Qu’en est-il aujourd’hui de la politique municipale en faveur des associations ?

Le Conseil communal a adopté ce préavis en 2013 et depuis la situation n’a pas évolué. La Ville ou le Canton soutiennent plusieurs associations via des subventions mais le besoin de l’accessibilité aux locaux et de la mutualisation des forces reste flagrant. Je rappelle ici que les maisons de quartier ne remplissent pas ce rôle mais sont à disposition de la population pour des événements ponctuels accompagnés par les animateurs de la FASL. Une association ne peut y trouver refuge pour y travailler, même si, une fois ou l’autre, elle peut sans doute louer une salle en vue d’une réunion particulière.

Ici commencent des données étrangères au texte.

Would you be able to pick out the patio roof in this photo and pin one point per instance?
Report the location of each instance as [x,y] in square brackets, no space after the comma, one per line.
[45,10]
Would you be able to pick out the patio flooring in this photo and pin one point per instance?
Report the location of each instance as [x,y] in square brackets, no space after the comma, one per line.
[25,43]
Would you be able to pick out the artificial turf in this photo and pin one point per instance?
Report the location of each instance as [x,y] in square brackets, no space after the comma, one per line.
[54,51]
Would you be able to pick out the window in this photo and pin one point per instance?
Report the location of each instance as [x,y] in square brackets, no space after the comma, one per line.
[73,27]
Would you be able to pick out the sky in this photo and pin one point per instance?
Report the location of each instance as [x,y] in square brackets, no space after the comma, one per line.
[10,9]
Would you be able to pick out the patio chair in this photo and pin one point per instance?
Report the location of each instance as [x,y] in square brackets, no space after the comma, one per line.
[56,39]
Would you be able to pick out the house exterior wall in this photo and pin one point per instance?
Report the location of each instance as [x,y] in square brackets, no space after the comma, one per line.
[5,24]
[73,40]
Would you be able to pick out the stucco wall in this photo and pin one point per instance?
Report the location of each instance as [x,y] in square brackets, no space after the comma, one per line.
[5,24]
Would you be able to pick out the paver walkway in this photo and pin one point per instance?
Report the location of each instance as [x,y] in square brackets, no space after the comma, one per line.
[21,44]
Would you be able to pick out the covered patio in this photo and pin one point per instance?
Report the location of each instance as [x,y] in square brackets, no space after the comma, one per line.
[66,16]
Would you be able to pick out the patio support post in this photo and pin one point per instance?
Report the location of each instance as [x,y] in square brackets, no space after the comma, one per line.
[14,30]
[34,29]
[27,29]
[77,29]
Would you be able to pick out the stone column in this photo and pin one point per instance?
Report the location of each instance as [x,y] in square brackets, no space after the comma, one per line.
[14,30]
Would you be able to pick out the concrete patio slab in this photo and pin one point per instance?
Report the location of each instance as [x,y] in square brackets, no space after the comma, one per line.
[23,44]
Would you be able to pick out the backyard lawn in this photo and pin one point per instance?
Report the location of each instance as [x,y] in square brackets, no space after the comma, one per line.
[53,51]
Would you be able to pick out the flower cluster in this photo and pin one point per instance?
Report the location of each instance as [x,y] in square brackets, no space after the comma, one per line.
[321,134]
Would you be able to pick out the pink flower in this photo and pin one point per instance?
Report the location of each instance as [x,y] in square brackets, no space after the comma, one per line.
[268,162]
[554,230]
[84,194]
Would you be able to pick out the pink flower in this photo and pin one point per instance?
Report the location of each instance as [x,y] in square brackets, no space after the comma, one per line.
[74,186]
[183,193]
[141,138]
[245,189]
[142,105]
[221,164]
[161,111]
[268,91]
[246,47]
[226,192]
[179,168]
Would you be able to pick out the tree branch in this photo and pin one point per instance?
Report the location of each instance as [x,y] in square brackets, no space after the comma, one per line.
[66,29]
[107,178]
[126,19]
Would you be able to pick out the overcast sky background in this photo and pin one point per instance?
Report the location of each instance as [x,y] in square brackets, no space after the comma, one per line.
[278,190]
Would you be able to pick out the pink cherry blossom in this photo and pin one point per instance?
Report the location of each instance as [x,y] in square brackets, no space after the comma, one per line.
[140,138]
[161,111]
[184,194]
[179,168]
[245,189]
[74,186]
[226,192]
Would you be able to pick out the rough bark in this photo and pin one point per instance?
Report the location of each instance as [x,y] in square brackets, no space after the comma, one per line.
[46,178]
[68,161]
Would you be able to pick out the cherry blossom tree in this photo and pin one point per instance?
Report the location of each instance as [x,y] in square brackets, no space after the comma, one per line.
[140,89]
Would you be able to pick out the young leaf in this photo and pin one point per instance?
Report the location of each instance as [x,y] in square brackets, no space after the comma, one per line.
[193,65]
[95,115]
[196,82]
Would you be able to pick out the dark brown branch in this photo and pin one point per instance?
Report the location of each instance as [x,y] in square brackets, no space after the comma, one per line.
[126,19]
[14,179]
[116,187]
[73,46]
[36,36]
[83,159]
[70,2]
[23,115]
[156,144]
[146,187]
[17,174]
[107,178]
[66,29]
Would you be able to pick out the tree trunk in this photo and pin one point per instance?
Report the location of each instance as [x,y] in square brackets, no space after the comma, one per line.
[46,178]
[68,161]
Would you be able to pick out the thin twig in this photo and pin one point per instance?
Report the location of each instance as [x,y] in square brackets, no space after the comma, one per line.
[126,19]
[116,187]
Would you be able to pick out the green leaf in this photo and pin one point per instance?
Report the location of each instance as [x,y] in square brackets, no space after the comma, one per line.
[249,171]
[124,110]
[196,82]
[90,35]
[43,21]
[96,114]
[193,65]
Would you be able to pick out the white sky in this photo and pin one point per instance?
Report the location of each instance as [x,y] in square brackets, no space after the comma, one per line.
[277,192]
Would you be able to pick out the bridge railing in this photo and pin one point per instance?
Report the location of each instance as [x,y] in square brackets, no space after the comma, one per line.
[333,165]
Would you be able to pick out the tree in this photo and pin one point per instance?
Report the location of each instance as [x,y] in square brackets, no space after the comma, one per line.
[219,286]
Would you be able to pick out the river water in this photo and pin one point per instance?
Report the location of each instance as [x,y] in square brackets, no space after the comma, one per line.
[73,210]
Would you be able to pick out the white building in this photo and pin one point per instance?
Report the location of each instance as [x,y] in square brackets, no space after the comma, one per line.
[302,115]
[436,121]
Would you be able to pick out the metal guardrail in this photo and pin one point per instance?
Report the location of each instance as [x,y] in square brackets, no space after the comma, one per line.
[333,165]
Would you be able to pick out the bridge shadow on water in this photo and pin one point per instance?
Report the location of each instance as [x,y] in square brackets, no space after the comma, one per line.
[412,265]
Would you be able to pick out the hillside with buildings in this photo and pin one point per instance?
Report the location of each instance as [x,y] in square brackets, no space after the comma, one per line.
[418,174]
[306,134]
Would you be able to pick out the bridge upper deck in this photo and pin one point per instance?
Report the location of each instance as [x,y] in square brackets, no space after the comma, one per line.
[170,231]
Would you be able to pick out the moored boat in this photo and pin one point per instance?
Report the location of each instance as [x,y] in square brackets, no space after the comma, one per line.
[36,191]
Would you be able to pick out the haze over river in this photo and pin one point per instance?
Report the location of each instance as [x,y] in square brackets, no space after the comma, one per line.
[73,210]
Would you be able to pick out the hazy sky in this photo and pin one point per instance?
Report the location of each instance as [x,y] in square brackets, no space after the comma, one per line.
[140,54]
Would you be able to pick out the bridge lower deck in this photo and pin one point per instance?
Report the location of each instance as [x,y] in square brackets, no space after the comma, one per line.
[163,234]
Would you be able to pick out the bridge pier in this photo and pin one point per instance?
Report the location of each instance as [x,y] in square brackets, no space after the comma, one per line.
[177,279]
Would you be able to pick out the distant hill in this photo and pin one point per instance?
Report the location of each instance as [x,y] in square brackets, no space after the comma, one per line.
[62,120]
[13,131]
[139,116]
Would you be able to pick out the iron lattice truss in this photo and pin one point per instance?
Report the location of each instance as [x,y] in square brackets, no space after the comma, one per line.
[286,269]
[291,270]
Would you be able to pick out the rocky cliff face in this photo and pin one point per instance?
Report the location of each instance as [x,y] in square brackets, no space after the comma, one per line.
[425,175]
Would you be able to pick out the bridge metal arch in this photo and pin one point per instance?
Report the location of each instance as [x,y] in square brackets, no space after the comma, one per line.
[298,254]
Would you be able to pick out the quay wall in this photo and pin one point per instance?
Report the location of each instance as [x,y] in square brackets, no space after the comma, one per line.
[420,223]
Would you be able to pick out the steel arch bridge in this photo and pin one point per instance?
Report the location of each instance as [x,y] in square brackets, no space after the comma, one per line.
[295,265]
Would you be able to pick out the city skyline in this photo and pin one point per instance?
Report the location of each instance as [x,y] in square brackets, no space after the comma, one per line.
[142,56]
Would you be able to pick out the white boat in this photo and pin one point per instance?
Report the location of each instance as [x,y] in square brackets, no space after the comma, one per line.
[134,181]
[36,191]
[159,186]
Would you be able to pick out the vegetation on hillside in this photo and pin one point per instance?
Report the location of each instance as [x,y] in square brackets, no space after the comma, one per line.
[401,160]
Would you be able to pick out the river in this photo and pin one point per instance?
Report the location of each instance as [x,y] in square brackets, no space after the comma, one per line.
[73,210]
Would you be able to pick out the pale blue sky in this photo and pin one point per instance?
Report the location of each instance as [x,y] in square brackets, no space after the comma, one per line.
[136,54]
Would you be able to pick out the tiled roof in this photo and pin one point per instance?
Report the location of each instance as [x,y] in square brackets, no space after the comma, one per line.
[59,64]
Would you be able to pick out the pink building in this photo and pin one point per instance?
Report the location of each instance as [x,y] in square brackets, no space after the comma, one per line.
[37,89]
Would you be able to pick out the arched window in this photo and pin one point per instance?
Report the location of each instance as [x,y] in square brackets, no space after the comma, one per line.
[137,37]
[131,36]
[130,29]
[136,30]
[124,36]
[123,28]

Si les terrains ne sont pas en possession de la Ville, celle-ci peut jouer avantageusement la médiatrice entre des promoteurs/gérances et les associations, lesquelles n’ont souvent pas les ressources humaines pour gérer ce genre de contacts et de projets. A Neuchâtel et à Genève, des exemples existent depuis plusieurs années, comme dans d’autres pays d’ailleurs (Canada, Belgique, etc.). Lausanne pourrait s’en servir pour adapter et améliorer son propre concept.

En début de chaque législature, un crédit immobilier est défini pour l’acquisition de biens immobiliers. Nous demandons ainsi à la Municipalité de suivre son intention décrite dans le rapport-préavis 2013/15 et d’inscrire ceci dans ces prochains projets.

Ce postulat demande donc à la Municipalité d’étudier la possibilité de créer une maison des associations et de faciliter la location de surfaces adéquates réunissant le monde associatif et facilitant les synergies.